I had a very personal connection to reading the book and I wanted to preserve that, to make sure that my own reading remained the center of the piece. And my opera really is in the service of the reading of the book. I made the libretto entirely out of the (excellent) translation into English, I didn’t change a single word or the order in which any of the text occurs, just trimming it all for length — I wanted to preserve its odd and compelling flow. And I had an idea of how to stage it that would keep our attention on how the character of the narrator is revealed, and not on the actions described or the physicality of the performers. I wanted to keep everything as true to a reading of the book as I could make it.
I began with cutting the text into a workable libretto. There is only so much one singer can sing, so there was a lot of amazing, significant material I had to cut out. I omitted almost all the nasty things the narrator has to say about Austria and Switzerland, which is a huge part of the book. I ended up having to take out many things that are quite important — I left out that the narrator is a failed writer, I left out Wertheimer’s funeral and burial, that Wertheimer was Jewish, etc. What I tried to keep were the things that allow us to see better into the persona of the narrator. Our perception of him changes across the novel, as Bernhard shows us more of his inner life.
It is this aspect of Bernhard’s storytelling that ended up exciting me the most as I went about adapting it. It seemed to me that managing our perceptions of a character could be a new way to focus action in an opera. Opera traditionally includes love and death and revenge and coincidence and mistaken identity and elephants — usually a lot goes on. I loved the idea that the dramatic shape of an opera could be made only out of the changes in how we perceive the motivations of a character, and how the music reveals him to us.

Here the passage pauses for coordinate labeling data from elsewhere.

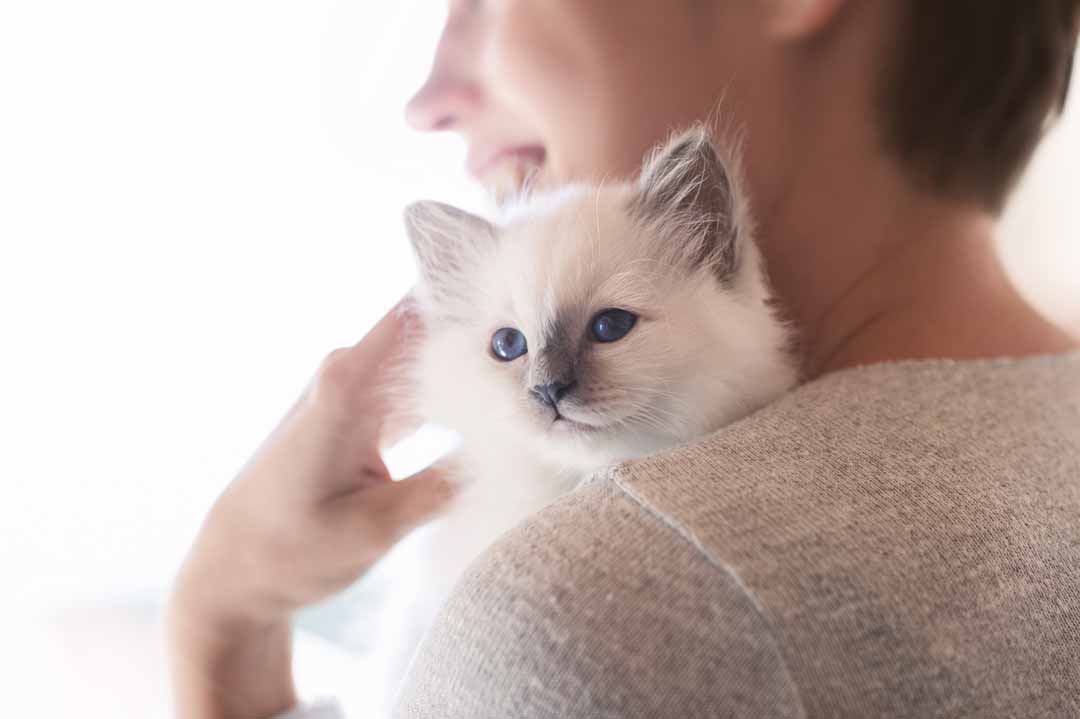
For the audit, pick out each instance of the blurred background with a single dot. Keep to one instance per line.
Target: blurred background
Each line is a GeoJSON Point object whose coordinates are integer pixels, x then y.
{"type": "Point", "coordinates": [199, 201]}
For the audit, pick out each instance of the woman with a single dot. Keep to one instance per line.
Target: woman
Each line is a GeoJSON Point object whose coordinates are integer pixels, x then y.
{"type": "Point", "coordinates": [899, 537]}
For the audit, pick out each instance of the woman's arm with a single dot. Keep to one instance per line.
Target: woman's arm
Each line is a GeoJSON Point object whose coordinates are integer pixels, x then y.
{"type": "Point", "coordinates": [309, 514]}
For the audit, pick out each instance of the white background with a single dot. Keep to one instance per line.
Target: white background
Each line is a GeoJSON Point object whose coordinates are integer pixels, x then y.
{"type": "Point", "coordinates": [198, 201]}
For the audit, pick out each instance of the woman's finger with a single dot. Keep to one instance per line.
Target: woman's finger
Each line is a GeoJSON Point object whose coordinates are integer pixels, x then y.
{"type": "Point", "coordinates": [383, 514]}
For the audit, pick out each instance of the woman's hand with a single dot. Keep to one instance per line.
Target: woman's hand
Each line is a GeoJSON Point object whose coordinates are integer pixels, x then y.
{"type": "Point", "coordinates": [309, 514]}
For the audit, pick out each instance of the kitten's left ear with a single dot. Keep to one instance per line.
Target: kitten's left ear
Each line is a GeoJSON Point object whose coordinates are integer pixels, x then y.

I have also been the stage director for this opera. For the staging I wanted to make physical the separation that the narrator feels from Glenn Gould, and from the life that he did not lead. I had the idea to seat the audience only in the mezzanine of the Opera House at the Brooklyn Academy of Music, and build a platform right in front of us, on which the narrator stands. It seems like he is floating in space, telling us his story, within the giant void of the empty hall. Two thirds of the way through the piece, the stage behind him begins to glow, revealing a piano floating in the air. A pianist begins to play, a very delicate and simple music. We can’t hear it very well, because in front of us a man is singing, very intensely and directed right at us, about his miserable life. What I hoped we would feel in this staging is that there is something blocking our path to the beauty of the piano on stage, just as the narrator’s path to the piano became blocked. We become frustrated at not being able to hear the music. Frustration is a big part of the reading of The Loser as well.
I am grateful to all the amazing musicians who have helped me make this piece — the commanding Rod Gilfry as the narrator, the very sensitive piano virtuoso Conrad Tao, an ensemble of great musicians put together by Bang on a Can and conducted by Karina Canellakis. Most of all I am grateful to the Next Wave Festival at the Brooklyn Academy of Music, and in particular the courageous Joe Melillo, for commissioning this work and for letting me make it.